Graeme with his four young sons
Graeme with his four young sons

"I want to be here for my sons growing up and right now I am both mentally and physically exhausted with the toll that dialysis is taking on my health, I feel I am only just surviving through each day. A transplant would truly mean getting my life back."

Graeme's sudden diagnosis has taken a toll on the family as it consumes his everyday life. He described himself as "hardworking" and was previously a supervisor in a factory, before being hit by the crippling condition.

Julie said: "If he didn't get a donor now he would maybe only last another few years. It was totally unexpected, it now consumes our life."
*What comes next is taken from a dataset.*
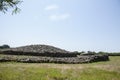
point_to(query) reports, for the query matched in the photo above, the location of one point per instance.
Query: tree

Graeme was diagnosed with IgA nephropathy in 2017
Graeme was diagnosed with IgA nephropathy in 2017

Graeme recently made an appeal online, reading: "Unfortunately, I have kidney failure . Over time, my health has gotten worse causing my kidneys not to work well enough to keep me alive.

"This is what I am facing now, and my treatment options are limited to dialysis treatments or a kidney transplant. However, finding a kidney for a transplant is not easy. Time is not on my side. Some people wait for years. Many die while waiting. The average wait time is five years or more for a kidney from a deceased donor. However, there is another option: receiving a kidney from a living donor.

"As you can imagine, Asking anyone to consider donating a kidney to me is difficult, but it greatly improves my chances of getting a transplant. A living kidney donation typically lasts longer and has better function."